1 /*
2  * See copyright in copyright.h and the accompanying file COPYING
3  */
4 
5 /*
6  *========================================================================
7  * This is a test that checks to see if the rng generates bit patterns
8  * (n-tuples) that are distributed correctly (binomially).  For example,
9  * for 2-tuples (bit pairs) there are four possibilities: 00, 01, 10, 11.
10  * Each should occur with a probability of 1/4, hence the count of (say) K
11  * 00 bitpairs out of N trials should be distributed (over M samples)
12  * according to the binomial probability p = binomial(N,K,0.25) -- that
13  * is, the expected count for k 00's is M*p(N,K,0.25).
14  *
15  * This test should be more sensitive than just doing a large number of
16  * trials and aggregating all the 00's over all the samples and comparing
17  * the result to the expected mean, as there can be distributions that
18  * have the expected mean of 0.25 that are >>not<< binomially distributed.
19  *
20  * By making a single program capable of doing any n-tuple, we gain
21  * immediate benefit.  Both STS and Diehard, for example, contain
22  * tests that validate bit distribution frequencies; however, they typically
23  * do so for specific n-tuples, e.g. 5 in several diehard tests.  There
24  * is nothing terribly special about 5, and no point in looking too
25  * hard at e.g. intervals between patterns at 5, since testing pure
26  * frequency at 6 bits simultaneously ensures that all 6 bit patterns have
27  * the correct frequency (since they are sub-patterns of 6 bit patterns
28  * that have the correct frequency, and if they had the INcorrect frequency
29  * the six-bit patterns would as well by inheritance) and (less obviously,
30  * but I'm pretty sure I can prove it) that intervals between the five
31  * bit patterns must also be correct IF the test is satisfied robustly
32  * for various arbitrary test string lengths and sampling counts.
33  *
34  * Anyway, I'm giving this one a shot as it may end up being a one-size
35  * fits all tool for validating bitlevel randomness for any generator,
36  * up to some n-tuple.  I expect that 2004/2005 computers will easily
37  * be able to validate through n=8 without really warming up or taking
38  * terribly long (validating the frequency and distribution for e.g.
39  * the entire ascii alphabet at the byte level) and MAY be able to do
40  * actual frequency validation on 16-bit integers.  Note that it only takes
41  * a few seconds to generate millions of 32 bit integers with most of
42  * the GSL routines.  To get statistically valid results, one needs to
43  * accumulate order of 100 trials per outcome, or test order of millions
44  * of integers and accumulate the results in an outcome vector 64K long.
45  * both of these are well within reach using at most hours of CPU time,
46  * and partitioned on a beowulf might take only minutes or even seconds.
47  *
48  * The latest version of the actual test (below) tests only ONE ntuple,
49  * the value set in the global variable sts_serial_ntuple which must
50  * be a positive integer.  The calling program is responsible for e.g.
51  * testing a range of ntuples.
52  *========================================================================
53  */
54 
55 /*
56  *                      Overlapping Test
57  *==================================================================
58  * We fill input with inlen uints.

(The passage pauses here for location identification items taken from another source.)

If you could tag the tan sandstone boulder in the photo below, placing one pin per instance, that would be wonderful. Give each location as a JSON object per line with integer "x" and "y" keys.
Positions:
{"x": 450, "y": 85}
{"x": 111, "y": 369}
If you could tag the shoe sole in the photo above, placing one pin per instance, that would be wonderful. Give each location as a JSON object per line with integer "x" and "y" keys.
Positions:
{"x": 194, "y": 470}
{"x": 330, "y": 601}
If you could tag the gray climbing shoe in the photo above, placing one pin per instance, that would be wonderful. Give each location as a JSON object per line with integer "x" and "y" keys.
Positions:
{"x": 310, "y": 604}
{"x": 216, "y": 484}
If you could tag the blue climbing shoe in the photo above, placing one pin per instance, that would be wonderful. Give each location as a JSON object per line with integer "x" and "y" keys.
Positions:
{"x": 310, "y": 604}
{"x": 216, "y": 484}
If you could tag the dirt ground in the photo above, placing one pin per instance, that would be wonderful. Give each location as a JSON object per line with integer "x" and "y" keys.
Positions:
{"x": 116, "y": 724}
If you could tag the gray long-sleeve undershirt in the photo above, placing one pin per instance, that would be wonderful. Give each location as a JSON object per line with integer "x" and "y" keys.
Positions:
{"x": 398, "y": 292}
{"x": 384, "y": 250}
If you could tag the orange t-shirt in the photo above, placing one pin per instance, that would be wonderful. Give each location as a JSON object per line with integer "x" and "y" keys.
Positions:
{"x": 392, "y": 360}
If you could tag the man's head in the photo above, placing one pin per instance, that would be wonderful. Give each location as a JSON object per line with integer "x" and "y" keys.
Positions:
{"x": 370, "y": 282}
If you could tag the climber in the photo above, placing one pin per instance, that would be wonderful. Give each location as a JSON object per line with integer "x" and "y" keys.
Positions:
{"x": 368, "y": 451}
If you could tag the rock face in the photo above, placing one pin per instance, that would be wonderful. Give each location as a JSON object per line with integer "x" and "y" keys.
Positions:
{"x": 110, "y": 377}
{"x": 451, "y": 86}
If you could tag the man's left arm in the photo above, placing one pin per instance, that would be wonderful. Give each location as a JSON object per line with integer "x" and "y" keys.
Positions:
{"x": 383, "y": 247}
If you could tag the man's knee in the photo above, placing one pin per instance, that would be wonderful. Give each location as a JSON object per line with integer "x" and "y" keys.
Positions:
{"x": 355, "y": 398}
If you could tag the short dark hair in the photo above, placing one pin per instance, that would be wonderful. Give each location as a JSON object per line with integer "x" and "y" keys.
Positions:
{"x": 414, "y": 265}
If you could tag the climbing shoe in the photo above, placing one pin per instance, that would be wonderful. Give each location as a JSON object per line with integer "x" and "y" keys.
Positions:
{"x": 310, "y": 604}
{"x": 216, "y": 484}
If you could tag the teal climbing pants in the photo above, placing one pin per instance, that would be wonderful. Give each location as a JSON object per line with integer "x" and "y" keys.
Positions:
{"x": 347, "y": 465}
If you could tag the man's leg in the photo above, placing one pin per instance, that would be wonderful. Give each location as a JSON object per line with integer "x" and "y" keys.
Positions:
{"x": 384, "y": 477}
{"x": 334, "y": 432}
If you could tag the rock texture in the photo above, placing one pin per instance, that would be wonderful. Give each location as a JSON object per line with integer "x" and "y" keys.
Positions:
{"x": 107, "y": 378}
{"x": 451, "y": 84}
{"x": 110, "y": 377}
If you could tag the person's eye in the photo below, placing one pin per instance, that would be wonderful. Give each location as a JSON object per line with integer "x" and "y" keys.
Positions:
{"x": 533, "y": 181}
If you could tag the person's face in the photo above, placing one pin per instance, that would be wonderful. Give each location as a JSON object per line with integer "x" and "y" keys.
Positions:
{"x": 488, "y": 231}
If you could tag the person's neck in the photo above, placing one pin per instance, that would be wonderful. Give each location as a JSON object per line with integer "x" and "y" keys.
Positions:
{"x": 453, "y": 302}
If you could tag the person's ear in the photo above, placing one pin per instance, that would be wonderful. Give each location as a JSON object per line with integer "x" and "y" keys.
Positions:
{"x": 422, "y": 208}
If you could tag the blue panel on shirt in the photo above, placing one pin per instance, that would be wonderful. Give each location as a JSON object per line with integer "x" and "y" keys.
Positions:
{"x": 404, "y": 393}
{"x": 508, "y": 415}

The test rules are that
59  * nb < |log_2 (inlen*32) | - 2.  Or inverting (which is
60  * more useful) inlen = 2^(nb+2)/sizeof(uint).  For example, if
61  * nb=8, inlen = 1024/32 = 32.  This is obviously very convervative.
62  * Even if nb=16 (testing 65K number) it is only 2^18/2^5 = 2^13 or
63  * around 8 MB of uints.
64  *
65  * To make this test fast, we should very likely just use
66  * inlen = 2^nb UINTS, which is 8x the minimum recommended and easy
67  * to compute, e.g. for nb = 16 we have input[65536], containing
68  * 2^24 = 16 Mbits.  We then allocate one extra uint at the end,
69  * fill it, copy the 0 uint to the end for periodic wrap, and
70  * simply rip a uint window along it with the inline shift trick
71  * to generate the overlapping samples.  The code we develop can
72  * likely be backported to bits.c as being a bit more efficient.
73  */
74 
75 #include <dieharder/libdieharder.h>
76 
77 #include "static_get_bits.c"
78 
79 /*
80  * This is a buffer of uint length (2^nb)+1 that we will fill with rands
81  * to be tested, once per test.
82  */
83 
sts_serial(Test ** test,int irun)84 int sts_serial(Test **test,int irun)
85 {
86 
87  uint bsize;       /* number of bits/samples in uintbuf */
88  uint nb,nb1;          /* number of bits in a tested ntuple */
89  uint value;       /* value of sampled ntuple (as a uint) */
90  uint mask;        /* mask in only nb bits */
91  uint bi;          /* bit offset relative to window */
92 
93  /* Look for cruft below */
94 
95  uint i,j,m,t;            /* generic loop indices */
96  uint ctotal;  /* count of any ntuple per bitstring */
97  double **freq,*psi2,*delpsi2,*del2psi2;
98  double pvalue;
99  uint *uintbuf;
100  uint window;  /* uint window into uintbuf, slide along a byte at at time. */
101 
102  double mono_mean,mono_sigma;  /* For single bit test */
103 
104  /*
105   * Sample a bitstring of rgb_bitstring_ntuple in length (exactly).  Note
106   * that I'm going to force nb>=2, nb<=16 for the moment.  The routine
107   * might "work" for nb up to 24 or even (on a really big memory machine)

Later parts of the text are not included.